On Monday, our leadership team spent the morning review Serious Safety Events and learning about how to conduct a Common Cause Analysis (CCA). In the past year, Ascension Health’s leaders established a new direction that would build on the successes of the Call to Action for Healthcare that is Safe: Healing without Harm by 2014.
We discussed three types of Human Errors*:
Skill-Based (Auto-Pilot Mode): Errors made when performing acts or tasks that require limited or no thought attention
Rule-Based (If-Then Response Mode): Errors made when performing acts or tasks that require application of rules – accumulated through experience and training – to familiar situations.

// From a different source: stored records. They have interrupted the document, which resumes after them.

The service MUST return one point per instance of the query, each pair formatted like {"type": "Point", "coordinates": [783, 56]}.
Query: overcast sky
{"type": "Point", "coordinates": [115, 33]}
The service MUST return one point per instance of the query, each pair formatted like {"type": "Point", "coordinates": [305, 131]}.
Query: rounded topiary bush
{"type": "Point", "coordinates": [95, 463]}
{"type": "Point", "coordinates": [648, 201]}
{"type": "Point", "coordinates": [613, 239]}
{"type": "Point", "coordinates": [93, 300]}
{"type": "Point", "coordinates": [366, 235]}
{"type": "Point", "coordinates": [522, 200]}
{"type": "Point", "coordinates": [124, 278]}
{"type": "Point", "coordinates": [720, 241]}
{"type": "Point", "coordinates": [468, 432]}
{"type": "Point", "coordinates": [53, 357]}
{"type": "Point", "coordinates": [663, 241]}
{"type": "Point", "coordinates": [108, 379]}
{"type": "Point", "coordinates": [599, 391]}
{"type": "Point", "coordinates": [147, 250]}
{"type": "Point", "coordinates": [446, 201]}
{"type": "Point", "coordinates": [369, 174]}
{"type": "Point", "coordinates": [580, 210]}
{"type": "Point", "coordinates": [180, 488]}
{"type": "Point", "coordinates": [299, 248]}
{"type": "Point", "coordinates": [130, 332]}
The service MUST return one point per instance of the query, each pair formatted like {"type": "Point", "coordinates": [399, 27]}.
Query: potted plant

Knowledge-Based (Figuring-It-Out Mode): Errors made when performing acts related to new or unfamiliar situations that require problem solving and for which a rule does not exist or is not known.
*based on the Skill/Rule/Knowledge classification of Jens Rasmussen and the Generic Error Modeling System of James Reason
It was interesting to know that for every Serious Safety Event, we should probably see 1,000 precursor events or near-misses (a "near-miss" is defined as any process variation in our health care delivery that could have led to an adverse outcome or sentinel event but for any number of reasons, did not).
An example of how to improve was around avoiding employee injuries and what industries and companies we should model (e.g., Fed Ex because of their heavy lifting in handling packages).
Back to the run…The car just stopped short of hitting us though Dr. Mark had his hands on the car and shared the importance of the stop sign with the driver (he risked his life to make a point—something I do not recommend for other runners). I would certainly consider this a “near-miss.”